We’ve seen that a lazy language without the call-by-need optimization is too slow to be practical, but the optimization makes using side-effects extremely confusing. Specifically, when we deal with side-effects (I/O, mutation, errors, etc) the order of evaluation matters, but in our interpreter expressions are getting evaluated as needed. (Remember tracing the prime-numbers code in Lazy Racket — numbers are tested as needed, not in order.) If we can’t do these things, the question is whether there is any point in using a purely functional lazy language at all — since computer programs often interact with an imperative world.

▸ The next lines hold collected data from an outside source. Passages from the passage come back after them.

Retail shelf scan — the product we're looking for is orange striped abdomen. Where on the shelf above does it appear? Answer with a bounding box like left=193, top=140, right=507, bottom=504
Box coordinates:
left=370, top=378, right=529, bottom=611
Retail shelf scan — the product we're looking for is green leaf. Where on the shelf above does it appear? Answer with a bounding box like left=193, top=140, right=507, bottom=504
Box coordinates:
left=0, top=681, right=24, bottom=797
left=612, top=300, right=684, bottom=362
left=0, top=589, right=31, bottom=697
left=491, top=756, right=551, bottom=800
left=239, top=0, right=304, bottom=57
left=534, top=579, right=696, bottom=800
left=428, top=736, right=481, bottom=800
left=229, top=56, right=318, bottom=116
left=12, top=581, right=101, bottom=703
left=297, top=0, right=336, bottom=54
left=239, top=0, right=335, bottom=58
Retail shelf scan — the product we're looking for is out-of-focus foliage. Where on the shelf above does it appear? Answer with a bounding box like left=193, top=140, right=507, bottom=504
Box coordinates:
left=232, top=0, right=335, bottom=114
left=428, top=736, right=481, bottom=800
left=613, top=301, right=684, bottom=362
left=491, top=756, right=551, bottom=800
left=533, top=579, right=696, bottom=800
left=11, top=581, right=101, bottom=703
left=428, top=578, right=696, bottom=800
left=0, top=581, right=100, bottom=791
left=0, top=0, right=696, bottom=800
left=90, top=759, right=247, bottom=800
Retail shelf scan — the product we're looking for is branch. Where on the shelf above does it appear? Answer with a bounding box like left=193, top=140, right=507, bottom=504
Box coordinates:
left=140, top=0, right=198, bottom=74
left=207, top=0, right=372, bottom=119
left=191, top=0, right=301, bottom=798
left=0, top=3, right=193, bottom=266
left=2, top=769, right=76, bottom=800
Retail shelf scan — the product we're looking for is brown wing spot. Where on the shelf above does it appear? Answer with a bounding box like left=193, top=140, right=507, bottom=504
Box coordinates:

There is a solution for this: the lazy language does not have any (sane) facilities for doing things (like printf that prints something in plain Racket), but it can use a data structure that describes such operations. For example, in Lazy Racket we cannot print stuff sanely using printf, but we can construct a string using format (which is just like printf, except that it returns the formatted string instead of printing it). So (assuming Racket syntax for simplicity), instead of:

(define (foo n)
  (printf "~s + 1 = ~s\n" n (+ n 1)))

we will write:

(define (foo n)
  (format "~s + 1 = ~s\n" n (+ n 1)))

and get back a string. We can now change the way that our interpreter deals with the output value that it receives after evaluating a lazy expression: if it receives a string, then it can take that string as denoting a request for printout, and simply print it. Such an evaluator will do the printout when the lazy evaluation is done, and everything works fine because we don’t try to use any side-effects in the lazy language — we just describe the desired side-effects, and constructing such a description does not require performing side-effects.

But this only solves printing a single string, and nothing else. If we want to print two strings, then the only thing we can do is concatenate the two strings — but that is not only inefficient, it cannot describe infinite output (since we will not be able to construct the infinite string in memory). So we need a better way to chain several printout representations. One way to do so is to use a list of strings, but to make things a little easier to manage, we will create a type for I/O descriptions — and populate it with one variant holding a string (for plain printout) and one for holding a chain of two descriptions (which can be used to construct an arbitrarily long sequence of descriptions):

(define-type IO
  [Print  String]
  [Begin2 IO IO])

Now we can use this to chain any number of printout representations by turning them into a single Begin2 request, which is very similar to simply using a loop to print the list. For example, the eager printout code:

(: print-list : (Listof A) -> Void)
(define (print-list l)
  (if (null? l)
    (printf "\n")
    (begin (printf "~s " (first l))
          (print-list (rest l)))))

turns to the following code:

(: print-list : (Listof A) -> IO)
(define (print-list l)
  (if (null? l)
    (Print "\n")
    (Begin2 (Print (format "~s " (first l)))
            (print-list (rest l)))))

This will basically scan an input list like the eager version, but instead of printing the list, it will convert it into a single output request that forms a recipe for this printout. Note that within the lazy world, the result of print-list is just a value, there are no side effects involved. Turning this value into the actual printout is something that needs to be done on the eager side, which must be part of the implementation. In the case of Lazy Racket, we have no access to the implementation, but we can do so in our Sloth implementation: again, run will inspect the result and either print a given string (if it gets a Print value), or print two things recursively (if it gets a Begin2 value). (To implement this, we will add an IOV variant to the VAL type definition, and have it contain an IO description of the above type.)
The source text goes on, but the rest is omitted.